[This post is part of a series on The Pastoral Epistles in the Apostolic Fathers. RWB]
Ign. Eph. 17.1 || 2Ti 3.6
17.1 Διὰ τοῦτο μύρον ἔλαβεν ἐπὶ τῆς κεφαλῆς αὐτοῦ ὁ κύριος, ἵνα πνέῃ τῇ ἐκκλησίᾳ ἀφθαρσίαν. μὴ ἀλείφεσθε δυσωδίαν τῆς διδασκαλίας τοῦ ἄρχοντος τοῦ αἰῶνος τούτου, μὴ αἰχμαλωτίσῃ ὑμᾶς ἐκ τοῦ προκειμένου ζῆν. (Ign. Eph. 17.1)
17. The Lord accepted the ointment upon his head for this reason: that he might breathe incorruptibility upon the church. Do not be anointed with the stench of the teaching of the ruler of this age, lest he take you captive and rob you of the life set before you. (Ign. Eph. 17.1)
Holmes, M. W. (1999). The Apostolic Fathers : Greek texts and English translations (Updated ed.) (146, 147). Grand Rapids, Mich.: Baker Books.
6 Ἐκ τούτων γάρ εἰσιν οἱ ἐνδύνοντες εἰς τὰς οἰκίας καὶ αἰχμαλωτίζοντες γυναικάρια σεσωρευμένα ἁμαρτίαις, ἀγόμενα ἐπιθυμίαις ποικίλαις, (2Ti 3.6, NA27)

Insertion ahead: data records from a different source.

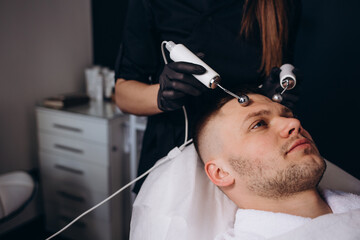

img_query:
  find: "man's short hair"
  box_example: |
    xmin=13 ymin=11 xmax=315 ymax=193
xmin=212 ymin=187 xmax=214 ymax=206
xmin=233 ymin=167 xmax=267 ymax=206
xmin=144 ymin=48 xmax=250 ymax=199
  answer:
xmin=192 ymin=86 xmax=260 ymax=161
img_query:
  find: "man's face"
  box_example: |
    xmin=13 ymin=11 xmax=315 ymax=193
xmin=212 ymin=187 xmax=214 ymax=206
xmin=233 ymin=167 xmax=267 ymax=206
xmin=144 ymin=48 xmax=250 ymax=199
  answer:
xmin=211 ymin=94 xmax=326 ymax=198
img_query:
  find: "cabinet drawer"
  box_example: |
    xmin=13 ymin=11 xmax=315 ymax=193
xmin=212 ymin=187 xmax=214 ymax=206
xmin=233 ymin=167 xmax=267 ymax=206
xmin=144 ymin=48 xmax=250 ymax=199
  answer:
xmin=45 ymin=204 xmax=112 ymax=240
xmin=37 ymin=109 xmax=108 ymax=144
xmin=42 ymin=181 xmax=111 ymax=221
xmin=39 ymin=132 xmax=109 ymax=166
xmin=40 ymin=151 xmax=109 ymax=195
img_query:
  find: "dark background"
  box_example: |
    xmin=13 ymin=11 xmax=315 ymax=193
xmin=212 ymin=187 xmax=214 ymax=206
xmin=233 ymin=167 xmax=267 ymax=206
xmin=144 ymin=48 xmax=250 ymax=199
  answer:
xmin=92 ymin=0 xmax=360 ymax=178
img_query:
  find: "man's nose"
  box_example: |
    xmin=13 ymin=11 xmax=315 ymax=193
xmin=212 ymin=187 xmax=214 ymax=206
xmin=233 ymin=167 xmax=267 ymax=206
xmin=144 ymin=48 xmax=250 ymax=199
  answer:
xmin=279 ymin=118 xmax=302 ymax=138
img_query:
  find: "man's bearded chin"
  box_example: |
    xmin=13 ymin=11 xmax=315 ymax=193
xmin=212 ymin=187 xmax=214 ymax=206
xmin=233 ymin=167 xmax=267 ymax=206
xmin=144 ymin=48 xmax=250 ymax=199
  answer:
xmin=235 ymin=156 xmax=326 ymax=199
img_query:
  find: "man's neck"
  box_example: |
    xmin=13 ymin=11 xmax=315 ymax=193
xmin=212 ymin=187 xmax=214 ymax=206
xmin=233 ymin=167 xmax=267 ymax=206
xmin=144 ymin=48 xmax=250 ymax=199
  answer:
xmin=235 ymin=189 xmax=332 ymax=218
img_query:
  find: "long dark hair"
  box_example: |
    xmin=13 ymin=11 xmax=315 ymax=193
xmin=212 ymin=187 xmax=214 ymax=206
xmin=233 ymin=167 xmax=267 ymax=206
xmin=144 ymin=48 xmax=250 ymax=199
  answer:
xmin=240 ymin=0 xmax=289 ymax=75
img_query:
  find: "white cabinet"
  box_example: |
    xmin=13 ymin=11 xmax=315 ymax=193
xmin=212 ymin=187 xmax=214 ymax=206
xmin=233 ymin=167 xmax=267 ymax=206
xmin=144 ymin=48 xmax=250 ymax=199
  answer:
xmin=36 ymin=102 xmax=131 ymax=240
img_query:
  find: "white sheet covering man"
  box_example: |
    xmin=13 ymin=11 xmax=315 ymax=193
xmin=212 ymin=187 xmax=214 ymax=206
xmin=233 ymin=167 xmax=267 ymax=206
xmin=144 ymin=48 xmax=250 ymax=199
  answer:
xmin=194 ymin=89 xmax=360 ymax=240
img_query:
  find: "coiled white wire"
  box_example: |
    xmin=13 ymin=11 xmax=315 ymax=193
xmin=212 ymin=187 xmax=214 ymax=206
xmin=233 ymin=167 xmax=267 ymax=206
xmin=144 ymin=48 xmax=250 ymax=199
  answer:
xmin=46 ymin=41 xmax=192 ymax=240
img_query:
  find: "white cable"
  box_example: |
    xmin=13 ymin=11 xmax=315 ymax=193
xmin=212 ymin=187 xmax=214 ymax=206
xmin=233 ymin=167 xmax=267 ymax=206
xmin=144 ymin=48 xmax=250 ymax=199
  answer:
xmin=161 ymin=41 xmax=167 ymax=64
xmin=46 ymin=139 xmax=192 ymax=240
xmin=182 ymin=106 xmax=189 ymax=145
xmin=46 ymin=41 xmax=193 ymax=240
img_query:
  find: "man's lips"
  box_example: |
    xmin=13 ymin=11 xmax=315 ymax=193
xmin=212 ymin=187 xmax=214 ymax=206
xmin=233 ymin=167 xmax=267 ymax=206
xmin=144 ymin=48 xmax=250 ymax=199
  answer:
xmin=286 ymin=138 xmax=312 ymax=154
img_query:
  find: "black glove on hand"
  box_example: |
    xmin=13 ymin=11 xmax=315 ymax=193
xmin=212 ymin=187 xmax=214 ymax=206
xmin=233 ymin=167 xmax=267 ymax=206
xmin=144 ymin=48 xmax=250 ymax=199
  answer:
xmin=261 ymin=67 xmax=302 ymax=111
xmin=157 ymin=62 xmax=208 ymax=111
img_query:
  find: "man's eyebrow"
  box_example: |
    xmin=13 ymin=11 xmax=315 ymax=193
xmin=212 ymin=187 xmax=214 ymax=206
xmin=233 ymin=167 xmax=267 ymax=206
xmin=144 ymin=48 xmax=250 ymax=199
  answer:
xmin=244 ymin=109 xmax=271 ymax=122
xmin=281 ymin=106 xmax=293 ymax=115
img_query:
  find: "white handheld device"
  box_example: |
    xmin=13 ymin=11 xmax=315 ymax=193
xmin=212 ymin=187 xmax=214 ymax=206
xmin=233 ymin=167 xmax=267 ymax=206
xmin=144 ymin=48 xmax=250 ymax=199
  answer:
xmin=272 ymin=63 xmax=296 ymax=103
xmin=165 ymin=41 xmax=249 ymax=106
xmin=280 ymin=63 xmax=296 ymax=90
xmin=165 ymin=41 xmax=221 ymax=89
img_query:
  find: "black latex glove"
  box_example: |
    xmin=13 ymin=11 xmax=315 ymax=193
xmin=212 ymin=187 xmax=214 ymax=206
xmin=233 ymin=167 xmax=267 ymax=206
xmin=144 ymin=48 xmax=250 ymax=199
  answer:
xmin=157 ymin=62 xmax=208 ymax=111
xmin=261 ymin=67 xmax=302 ymax=111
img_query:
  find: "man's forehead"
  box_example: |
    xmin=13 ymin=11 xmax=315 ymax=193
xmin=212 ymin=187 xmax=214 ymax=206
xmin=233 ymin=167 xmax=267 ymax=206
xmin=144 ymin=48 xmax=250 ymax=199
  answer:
xmin=221 ymin=94 xmax=278 ymax=116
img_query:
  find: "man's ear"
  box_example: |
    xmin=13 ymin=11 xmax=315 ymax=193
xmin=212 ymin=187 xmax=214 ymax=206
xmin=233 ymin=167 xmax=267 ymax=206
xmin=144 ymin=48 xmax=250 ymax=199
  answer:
xmin=205 ymin=160 xmax=235 ymax=187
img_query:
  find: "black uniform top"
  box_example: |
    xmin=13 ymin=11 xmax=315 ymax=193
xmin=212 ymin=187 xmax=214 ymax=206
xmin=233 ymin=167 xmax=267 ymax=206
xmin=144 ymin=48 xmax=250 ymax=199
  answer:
xmin=115 ymin=0 xmax=300 ymax=192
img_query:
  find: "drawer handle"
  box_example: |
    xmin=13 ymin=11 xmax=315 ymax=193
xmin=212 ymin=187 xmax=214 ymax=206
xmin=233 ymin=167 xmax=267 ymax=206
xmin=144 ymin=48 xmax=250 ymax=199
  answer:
xmin=54 ymin=143 xmax=84 ymax=154
xmin=59 ymin=215 xmax=86 ymax=228
xmin=57 ymin=191 xmax=85 ymax=202
xmin=53 ymin=123 xmax=83 ymax=133
xmin=55 ymin=164 xmax=84 ymax=175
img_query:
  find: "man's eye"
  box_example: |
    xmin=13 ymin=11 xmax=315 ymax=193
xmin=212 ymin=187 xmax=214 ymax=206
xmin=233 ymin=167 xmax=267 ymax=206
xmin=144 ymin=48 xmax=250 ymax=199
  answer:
xmin=251 ymin=120 xmax=267 ymax=129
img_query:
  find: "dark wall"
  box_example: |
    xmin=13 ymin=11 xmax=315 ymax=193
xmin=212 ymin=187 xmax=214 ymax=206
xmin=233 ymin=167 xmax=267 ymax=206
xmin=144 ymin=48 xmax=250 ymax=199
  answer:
xmin=91 ymin=0 xmax=129 ymax=69
xmin=92 ymin=0 xmax=360 ymax=178
xmin=295 ymin=0 xmax=360 ymax=178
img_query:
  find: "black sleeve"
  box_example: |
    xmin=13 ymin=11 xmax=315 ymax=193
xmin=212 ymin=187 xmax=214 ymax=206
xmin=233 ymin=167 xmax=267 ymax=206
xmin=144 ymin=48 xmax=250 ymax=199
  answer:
xmin=115 ymin=0 xmax=160 ymax=83
xmin=283 ymin=0 xmax=302 ymax=64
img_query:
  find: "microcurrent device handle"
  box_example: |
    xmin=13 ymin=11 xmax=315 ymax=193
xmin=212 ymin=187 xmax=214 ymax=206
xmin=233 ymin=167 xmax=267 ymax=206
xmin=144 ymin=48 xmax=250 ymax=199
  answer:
xmin=165 ymin=41 xmax=221 ymax=89
xmin=165 ymin=41 xmax=249 ymax=107
xmin=280 ymin=63 xmax=296 ymax=90
xmin=272 ymin=63 xmax=296 ymax=103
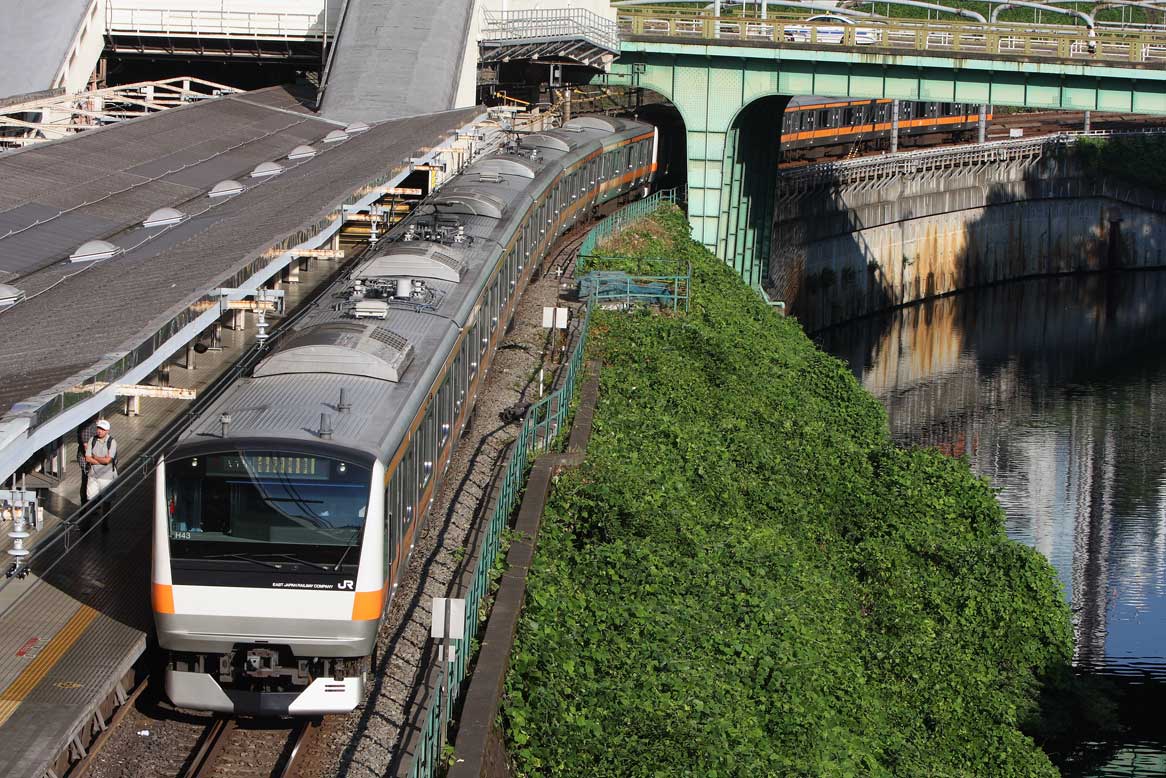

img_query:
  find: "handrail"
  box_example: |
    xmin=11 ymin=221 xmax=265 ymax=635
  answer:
xmin=408 ymin=189 xmax=691 ymax=778
xmin=617 ymin=7 xmax=1166 ymax=66
xmin=479 ymin=8 xmax=619 ymax=52
xmin=408 ymin=300 xmax=595 ymax=778
xmin=778 ymin=127 xmax=1166 ymax=195
xmin=575 ymin=189 xmax=684 ymax=273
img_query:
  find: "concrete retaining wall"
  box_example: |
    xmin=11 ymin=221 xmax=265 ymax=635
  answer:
xmin=770 ymin=154 xmax=1166 ymax=329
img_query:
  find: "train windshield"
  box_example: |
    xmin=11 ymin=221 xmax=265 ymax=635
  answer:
xmin=166 ymin=450 xmax=372 ymax=565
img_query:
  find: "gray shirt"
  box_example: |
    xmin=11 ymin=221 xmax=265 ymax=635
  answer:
xmin=85 ymin=435 xmax=118 ymax=481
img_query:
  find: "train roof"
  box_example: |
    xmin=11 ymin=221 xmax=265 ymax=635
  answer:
xmin=178 ymin=117 xmax=651 ymax=457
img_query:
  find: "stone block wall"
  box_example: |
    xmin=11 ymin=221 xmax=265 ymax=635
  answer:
xmin=770 ymin=149 xmax=1166 ymax=330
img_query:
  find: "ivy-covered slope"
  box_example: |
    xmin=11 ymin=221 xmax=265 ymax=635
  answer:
xmin=503 ymin=208 xmax=1072 ymax=778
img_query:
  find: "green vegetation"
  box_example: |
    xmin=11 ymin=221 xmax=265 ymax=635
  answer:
xmin=503 ymin=206 xmax=1072 ymax=778
xmin=1073 ymin=135 xmax=1166 ymax=191
xmin=625 ymin=0 xmax=1166 ymax=24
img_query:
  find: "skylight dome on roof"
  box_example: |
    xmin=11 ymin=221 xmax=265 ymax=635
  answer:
xmin=69 ymin=240 xmax=121 ymax=262
xmin=0 ymin=283 xmax=24 ymax=308
xmin=142 ymin=208 xmax=187 ymax=230
xmin=251 ymin=162 xmax=283 ymax=178
xmin=206 ymin=178 xmax=243 ymax=197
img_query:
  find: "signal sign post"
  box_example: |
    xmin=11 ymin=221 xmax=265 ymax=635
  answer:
xmin=429 ymin=597 xmax=465 ymax=755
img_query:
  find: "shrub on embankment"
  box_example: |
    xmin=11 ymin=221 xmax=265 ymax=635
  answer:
xmin=1073 ymin=134 xmax=1166 ymax=191
xmin=504 ymin=209 xmax=1072 ymax=778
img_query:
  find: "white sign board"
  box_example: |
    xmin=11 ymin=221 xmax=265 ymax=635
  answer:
xmin=429 ymin=597 xmax=465 ymax=640
xmin=542 ymin=307 xmax=568 ymax=330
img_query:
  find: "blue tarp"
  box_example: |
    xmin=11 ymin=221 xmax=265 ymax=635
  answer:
xmin=580 ymin=271 xmax=676 ymax=306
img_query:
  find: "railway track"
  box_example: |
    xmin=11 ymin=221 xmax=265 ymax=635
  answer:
xmin=178 ymin=717 xmax=319 ymax=778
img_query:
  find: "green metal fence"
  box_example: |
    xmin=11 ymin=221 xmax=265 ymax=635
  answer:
xmin=580 ymin=268 xmax=693 ymax=313
xmin=409 ymin=300 xmax=595 ymax=778
xmin=575 ymin=189 xmax=682 ymax=275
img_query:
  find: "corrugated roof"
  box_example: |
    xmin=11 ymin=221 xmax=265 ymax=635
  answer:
xmin=0 ymin=89 xmax=477 ymax=414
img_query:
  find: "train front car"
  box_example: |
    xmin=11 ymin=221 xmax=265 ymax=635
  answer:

6 For from these are the ones who sneak into the houses and capture idle women overwhelmed by their sin, led on by various desires, (2Ti 3.7, my own translation)
The similarity here appears to be primarily lexical, and that only based on one word, αἰχμαλωτίζω. The contexts, while similar, are not complete matches. Even BDAG categorizes these instances differently with Ign. Eph. 17.1 as a citation of sense 1b and 2Ti 3.6 as a citation of sense 2 (cf. BDAG p. 31).
While each instance involves the capturing and destruction of someone, the capturer is different. In Ignatius the capturer is the “ruler of this age” while in 2Ti it is the self-serving non-believers (adequately described in vv. 2-5).
There doesn’t seem to be much to recommend this as an Ignatian reminiscing of Second Timothy.